BOARDMAN — Township zoning commissioners unanimously rejected a request to rezone two parcels across from the future home of Meijer on Lockwood Boulevard, citing concerns about traffic and commercialization.
Meijer Stores Ltd. requested that two parcels at the corner of Lockwood Boulevard and Tippecanoe Road — which are currently zoned residential and business — be rezoned commercial, so the grocery chain could build a gas station. Meijer has not yet purchased the approximately 2.5-acre plot. There is a house on each parcel and a gas well on the parcel zoned for business.
In June 2019, Meijer Stores Ltd. purchased 39 acres at the intersection of Lockwood Boulevard and U.S. Route 224 for $4 million to erect a 157,000-square-foot store.
Meijer Real Estate Manager Chris Jones explained at a Zoning Commission meeting Tuesday that a deed restriction on the Lockwood Boulevard property prevents the company from building a gas station on the parcel.
The proposed gas station would include a 3,300-square-foot structure and two islands with six gas pumps, or 12 nozzles.
Jones claimed that the company is pursuing a zone change for the residential property to create a larger buffer between the gas station and the other homes on Lockwood Boulevard.
Township Road Superintendent Marilyn Kenner, who lives on Lockwood Boulevard, disputed that claim, noting that a vocal opponent of the project owns the second parcel zoned residential.
"Don't continue to make the same mistake by zoning that parcel commercial or you will continue the commercial creep down Lockwood," said Kenner, "We need to protect our neighborhood. We need to protect our residents."
Commissioners agreed with Kenner, noting that building a gas station across the street from the future store could exacerbate traffic.

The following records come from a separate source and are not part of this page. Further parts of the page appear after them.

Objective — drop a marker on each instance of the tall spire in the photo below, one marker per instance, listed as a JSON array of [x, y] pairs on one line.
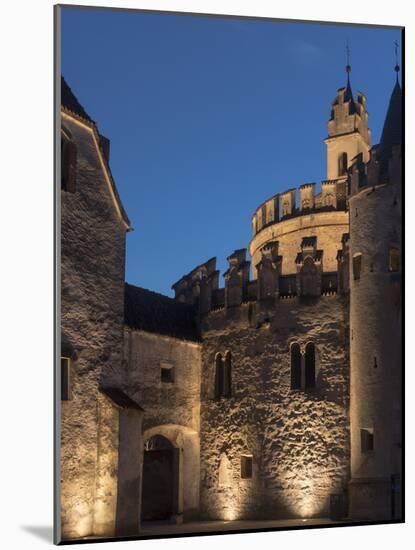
[[392, 128], [397, 68], [348, 95]]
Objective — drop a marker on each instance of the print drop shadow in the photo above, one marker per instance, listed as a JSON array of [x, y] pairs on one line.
[[43, 532]]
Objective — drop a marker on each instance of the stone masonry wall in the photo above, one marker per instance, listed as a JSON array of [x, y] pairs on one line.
[[92, 290], [328, 227], [170, 409], [376, 354], [299, 439]]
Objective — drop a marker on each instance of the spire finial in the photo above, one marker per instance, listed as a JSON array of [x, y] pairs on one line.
[[348, 67], [397, 68]]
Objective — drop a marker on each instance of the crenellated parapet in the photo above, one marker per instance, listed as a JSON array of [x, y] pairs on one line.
[[377, 171], [298, 202], [200, 287]]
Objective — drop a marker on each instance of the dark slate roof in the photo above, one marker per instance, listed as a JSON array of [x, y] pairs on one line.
[[153, 312], [120, 398], [392, 128], [69, 101], [308, 241]]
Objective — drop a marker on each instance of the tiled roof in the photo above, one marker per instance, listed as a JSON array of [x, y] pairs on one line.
[[308, 241], [120, 398], [153, 312], [392, 128], [69, 101]]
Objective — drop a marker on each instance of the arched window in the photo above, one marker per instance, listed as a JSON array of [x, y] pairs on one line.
[[308, 278], [342, 164], [68, 163], [66, 393], [218, 376], [394, 259], [285, 208], [264, 215], [328, 200], [227, 375], [357, 266], [295, 367], [310, 366]]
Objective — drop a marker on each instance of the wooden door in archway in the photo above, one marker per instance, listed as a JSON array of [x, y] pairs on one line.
[[160, 480]]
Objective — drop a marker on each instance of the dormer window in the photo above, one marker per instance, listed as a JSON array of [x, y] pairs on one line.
[[68, 162]]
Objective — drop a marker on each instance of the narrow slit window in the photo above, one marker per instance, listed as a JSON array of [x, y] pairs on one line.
[[366, 440], [68, 164], [295, 367], [357, 266], [264, 216], [394, 259], [246, 466], [227, 375], [310, 366], [65, 378], [342, 164], [218, 376], [166, 373]]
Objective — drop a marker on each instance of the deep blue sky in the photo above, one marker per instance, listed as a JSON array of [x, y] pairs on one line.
[[208, 117]]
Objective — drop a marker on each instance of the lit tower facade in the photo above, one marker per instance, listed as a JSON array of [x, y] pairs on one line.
[[348, 132], [375, 323]]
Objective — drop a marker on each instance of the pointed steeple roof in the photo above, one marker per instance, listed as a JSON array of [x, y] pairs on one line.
[[69, 100], [392, 128], [348, 94]]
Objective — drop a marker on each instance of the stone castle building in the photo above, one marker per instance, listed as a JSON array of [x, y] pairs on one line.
[[277, 395]]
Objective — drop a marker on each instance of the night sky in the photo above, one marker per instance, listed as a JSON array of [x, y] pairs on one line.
[[208, 117]]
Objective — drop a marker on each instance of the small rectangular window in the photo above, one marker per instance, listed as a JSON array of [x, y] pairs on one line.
[[166, 372], [246, 466], [65, 379], [366, 439], [357, 266], [394, 259]]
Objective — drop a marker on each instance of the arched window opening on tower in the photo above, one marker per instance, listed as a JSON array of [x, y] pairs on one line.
[[295, 367], [66, 394], [246, 466], [310, 366], [342, 164], [227, 375], [394, 259], [218, 376], [264, 216], [366, 440], [285, 208], [68, 163], [357, 266], [308, 278]]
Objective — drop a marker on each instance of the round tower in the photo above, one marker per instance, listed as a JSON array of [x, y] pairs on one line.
[[375, 325]]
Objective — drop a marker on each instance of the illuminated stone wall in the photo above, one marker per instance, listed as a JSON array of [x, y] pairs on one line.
[[299, 440], [328, 227], [376, 355], [92, 294], [170, 409]]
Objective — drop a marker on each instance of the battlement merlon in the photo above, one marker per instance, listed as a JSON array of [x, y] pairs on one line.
[[200, 287], [285, 205], [376, 171]]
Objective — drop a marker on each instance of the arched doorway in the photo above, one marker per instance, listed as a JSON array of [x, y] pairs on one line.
[[160, 479]]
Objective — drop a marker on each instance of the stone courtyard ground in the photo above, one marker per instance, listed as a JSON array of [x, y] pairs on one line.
[[162, 528]]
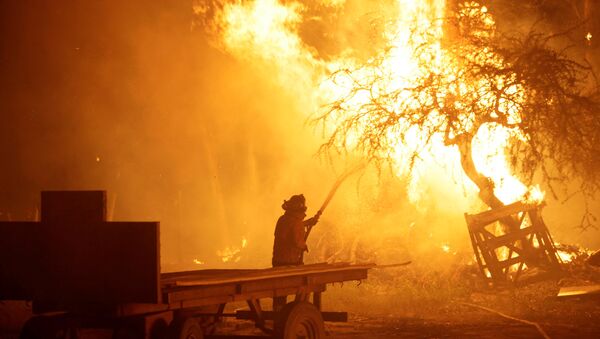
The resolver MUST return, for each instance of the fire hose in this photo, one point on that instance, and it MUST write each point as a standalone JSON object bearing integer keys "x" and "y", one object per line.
{"x": 333, "y": 190}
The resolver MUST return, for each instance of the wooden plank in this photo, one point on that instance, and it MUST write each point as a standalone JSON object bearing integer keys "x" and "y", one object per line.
{"x": 509, "y": 238}
{"x": 270, "y": 315}
{"x": 179, "y": 294}
{"x": 272, "y": 283}
{"x": 170, "y": 279}
{"x": 576, "y": 291}
{"x": 274, "y": 273}
{"x": 476, "y": 221}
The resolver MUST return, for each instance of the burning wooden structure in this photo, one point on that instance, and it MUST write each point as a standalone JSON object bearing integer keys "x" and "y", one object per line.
{"x": 503, "y": 258}
{"x": 99, "y": 274}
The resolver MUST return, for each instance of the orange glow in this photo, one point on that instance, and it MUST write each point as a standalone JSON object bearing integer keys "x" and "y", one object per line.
{"x": 266, "y": 31}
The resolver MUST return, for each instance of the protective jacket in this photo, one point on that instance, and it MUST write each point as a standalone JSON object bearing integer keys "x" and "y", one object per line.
{"x": 290, "y": 243}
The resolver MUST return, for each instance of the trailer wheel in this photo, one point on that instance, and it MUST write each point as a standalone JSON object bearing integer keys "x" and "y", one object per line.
{"x": 300, "y": 319}
{"x": 185, "y": 328}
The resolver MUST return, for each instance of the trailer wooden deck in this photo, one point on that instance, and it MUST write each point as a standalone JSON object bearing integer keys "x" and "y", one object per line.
{"x": 102, "y": 274}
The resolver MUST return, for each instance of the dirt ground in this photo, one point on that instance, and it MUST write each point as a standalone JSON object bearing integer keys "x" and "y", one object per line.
{"x": 422, "y": 303}
{"x": 468, "y": 323}
{"x": 475, "y": 324}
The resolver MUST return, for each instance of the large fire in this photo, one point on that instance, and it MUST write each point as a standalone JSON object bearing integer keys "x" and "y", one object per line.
{"x": 267, "y": 32}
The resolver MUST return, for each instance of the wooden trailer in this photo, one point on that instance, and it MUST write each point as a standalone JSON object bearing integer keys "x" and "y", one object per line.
{"x": 82, "y": 272}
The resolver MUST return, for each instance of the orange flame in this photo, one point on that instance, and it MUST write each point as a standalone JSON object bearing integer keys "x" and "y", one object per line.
{"x": 266, "y": 31}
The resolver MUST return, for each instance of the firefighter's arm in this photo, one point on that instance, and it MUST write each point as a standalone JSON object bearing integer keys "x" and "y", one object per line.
{"x": 312, "y": 221}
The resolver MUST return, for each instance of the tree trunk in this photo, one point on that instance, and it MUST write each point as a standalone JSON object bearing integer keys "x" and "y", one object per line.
{"x": 485, "y": 184}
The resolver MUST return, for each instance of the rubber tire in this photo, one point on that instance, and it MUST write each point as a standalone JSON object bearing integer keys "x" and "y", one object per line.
{"x": 185, "y": 328}
{"x": 299, "y": 319}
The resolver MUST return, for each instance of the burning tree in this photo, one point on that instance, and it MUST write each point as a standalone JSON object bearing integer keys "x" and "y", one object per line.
{"x": 467, "y": 86}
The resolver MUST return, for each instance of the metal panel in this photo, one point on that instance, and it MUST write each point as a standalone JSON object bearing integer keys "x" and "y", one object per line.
{"x": 89, "y": 262}
{"x": 73, "y": 206}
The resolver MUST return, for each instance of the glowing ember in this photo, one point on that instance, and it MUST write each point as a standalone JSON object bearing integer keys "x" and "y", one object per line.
{"x": 232, "y": 253}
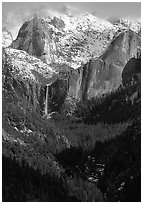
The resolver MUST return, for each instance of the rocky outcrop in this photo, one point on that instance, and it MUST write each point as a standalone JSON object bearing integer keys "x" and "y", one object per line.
{"x": 104, "y": 74}
{"x": 98, "y": 76}
{"x": 132, "y": 72}
{"x": 63, "y": 39}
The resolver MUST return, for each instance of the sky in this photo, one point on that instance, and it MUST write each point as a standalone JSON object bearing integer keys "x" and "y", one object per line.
{"x": 101, "y": 9}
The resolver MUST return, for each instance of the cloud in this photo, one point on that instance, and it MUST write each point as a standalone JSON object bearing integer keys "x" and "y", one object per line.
{"x": 13, "y": 20}
{"x": 70, "y": 10}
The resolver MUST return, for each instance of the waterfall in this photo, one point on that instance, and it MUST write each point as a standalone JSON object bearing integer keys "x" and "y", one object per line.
{"x": 46, "y": 100}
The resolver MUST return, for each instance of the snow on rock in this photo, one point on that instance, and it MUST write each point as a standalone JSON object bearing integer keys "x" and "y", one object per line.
{"x": 26, "y": 67}
{"x": 65, "y": 39}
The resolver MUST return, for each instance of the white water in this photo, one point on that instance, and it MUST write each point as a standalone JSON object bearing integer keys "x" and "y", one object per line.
{"x": 46, "y": 101}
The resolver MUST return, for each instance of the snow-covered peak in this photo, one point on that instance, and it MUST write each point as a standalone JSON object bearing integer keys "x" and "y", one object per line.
{"x": 26, "y": 67}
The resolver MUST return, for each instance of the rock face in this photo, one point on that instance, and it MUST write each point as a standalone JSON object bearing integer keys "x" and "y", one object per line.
{"x": 63, "y": 39}
{"x": 20, "y": 79}
{"x": 104, "y": 74}
{"x": 99, "y": 75}
{"x": 132, "y": 72}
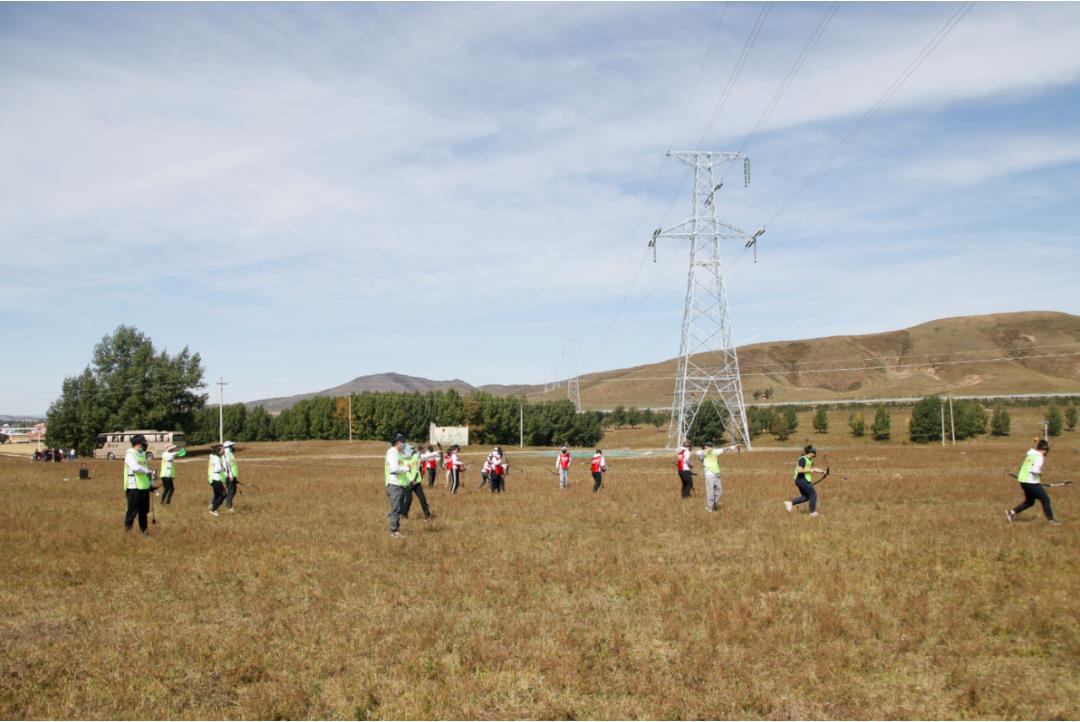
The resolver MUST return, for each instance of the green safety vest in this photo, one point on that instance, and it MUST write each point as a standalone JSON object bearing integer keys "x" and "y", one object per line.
{"x": 1025, "y": 468}
{"x": 806, "y": 473}
{"x": 230, "y": 462}
{"x": 142, "y": 480}
{"x": 712, "y": 462}
{"x": 210, "y": 471}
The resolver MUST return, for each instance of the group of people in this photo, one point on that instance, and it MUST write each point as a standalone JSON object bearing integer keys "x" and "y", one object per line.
{"x": 223, "y": 474}
{"x": 54, "y": 454}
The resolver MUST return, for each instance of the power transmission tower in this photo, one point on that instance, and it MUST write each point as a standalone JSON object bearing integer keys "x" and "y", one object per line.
{"x": 572, "y": 383}
{"x": 707, "y": 364}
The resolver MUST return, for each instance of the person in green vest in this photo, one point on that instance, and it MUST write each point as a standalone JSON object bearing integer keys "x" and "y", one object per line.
{"x": 710, "y": 459}
{"x": 169, "y": 471}
{"x": 216, "y": 475}
{"x": 231, "y": 474}
{"x": 1030, "y": 481}
{"x": 395, "y": 478}
{"x": 804, "y": 479}
{"x": 416, "y": 481}
{"x": 137, "y": 485}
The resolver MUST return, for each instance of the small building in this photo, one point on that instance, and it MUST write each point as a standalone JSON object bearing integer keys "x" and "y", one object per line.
{"x": 448, "y": 435}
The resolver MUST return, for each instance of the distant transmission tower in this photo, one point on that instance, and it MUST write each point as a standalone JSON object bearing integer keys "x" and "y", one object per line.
{"x": 572, "y": 382}
{"x": 706, "y": 357}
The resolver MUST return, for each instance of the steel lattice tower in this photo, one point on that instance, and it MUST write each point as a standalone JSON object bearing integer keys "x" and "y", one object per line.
{"x": 707, "y": 364}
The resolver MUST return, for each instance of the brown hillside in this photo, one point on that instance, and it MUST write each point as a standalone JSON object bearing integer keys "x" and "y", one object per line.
{"x": 1029, "y": 352}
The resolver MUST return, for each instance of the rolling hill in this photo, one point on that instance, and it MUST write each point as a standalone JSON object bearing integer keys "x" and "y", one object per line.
{"x": 1009, "y": 353}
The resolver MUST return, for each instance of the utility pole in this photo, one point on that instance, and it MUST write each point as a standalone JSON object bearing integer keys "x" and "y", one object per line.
{"x": 220, "y": 410}
{"x": 707, "y": 363}
{"x": 952, "y": 420}
{"x": 574, "y": 383}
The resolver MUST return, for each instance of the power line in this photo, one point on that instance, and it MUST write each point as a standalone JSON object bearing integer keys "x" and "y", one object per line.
{"x": 868, "y": 116}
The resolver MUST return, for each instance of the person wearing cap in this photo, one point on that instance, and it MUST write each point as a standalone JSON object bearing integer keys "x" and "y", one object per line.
{"x": 167, "y": 472}
{"x": 710, "y": 459}
{"x": 598, "y": 466}
{"x": 430, "y": 462}
{"x": 231, "y": 474}
{"x": 415, "y": 477}
{"x": 395, "y": 477}
{"x": 497, "y": 475}
{"x": 683, "y": 463}
{"x": 804, "y": 479}
{"x": 216, "y": 475}
{"x": 1030, "y": 481}
{"x": 137, "y": 484}
{"x": 563, "y": 467}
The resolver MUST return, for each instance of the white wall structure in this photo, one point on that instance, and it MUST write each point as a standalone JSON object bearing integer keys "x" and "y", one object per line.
{"x": 448, "y": 435}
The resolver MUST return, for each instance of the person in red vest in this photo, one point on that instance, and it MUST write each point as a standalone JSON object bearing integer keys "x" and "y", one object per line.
{"x": 563, "y": 467}
{"x": 598, "y": 466}
{"x": 685, "y": 468}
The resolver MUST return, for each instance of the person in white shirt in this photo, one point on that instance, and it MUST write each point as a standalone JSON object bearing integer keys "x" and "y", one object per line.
{"x": 1030, "y": 481}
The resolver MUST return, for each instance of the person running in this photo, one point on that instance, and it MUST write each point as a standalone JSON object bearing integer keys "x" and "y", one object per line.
{"x": 216, "y": 476}
{"x": 394, "y": 474}
{"x": 710, "y": 459}
{"x": 456, "y": 468}
{"x": 167, "y": 473}
{"x": 497, "y": 475}
{"x": 685, "y": 468}
{"x": 137, "y": 485}
{"x": 1030, "y": 480}
{"x": 485, "y": 472}
{"x": 598, "y": 466}
{"x": 416, "y": 481}
{"x": 563, "y": 467}
{"x": 430, "y": 461}
{"x": 231, "y": 474}
{"x": 804, "y": 479}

"God forbid someone gets hurt or killed in that intersection," said commission chairman Peter Lymber.
The commissioners' decision will be referred to Boardman trustees.
But, as Lymber pointed out at the end of the meeting, the commission's rejection is just a recommendation.
"Meijer has had better luck with the trustees than the zoning commission," said Lymber.
The trustees can overturn the rejection with a majority vote.
The 39-acre property Meijer purchased in June consists of a 22-acre conservation easement that cannot be developed. The size of the easement increased from 17 acres in exchange for adding three acres to the portion that is zoned commercial.
The zoning commission initially rejected the grocery chain's request to increase the portion zoned commercial but township trustees later approved the change in exchange for increasing a conservation easement.
"As I understand it, this is a recommending board, so we still have the option to proceed with the trustees and take up our case with the trustees. But we'll talk about it internally before we make that decision," Jones said after the meeting.
The decision will not affect the company's plan to break ground on the new store next month, said Jones.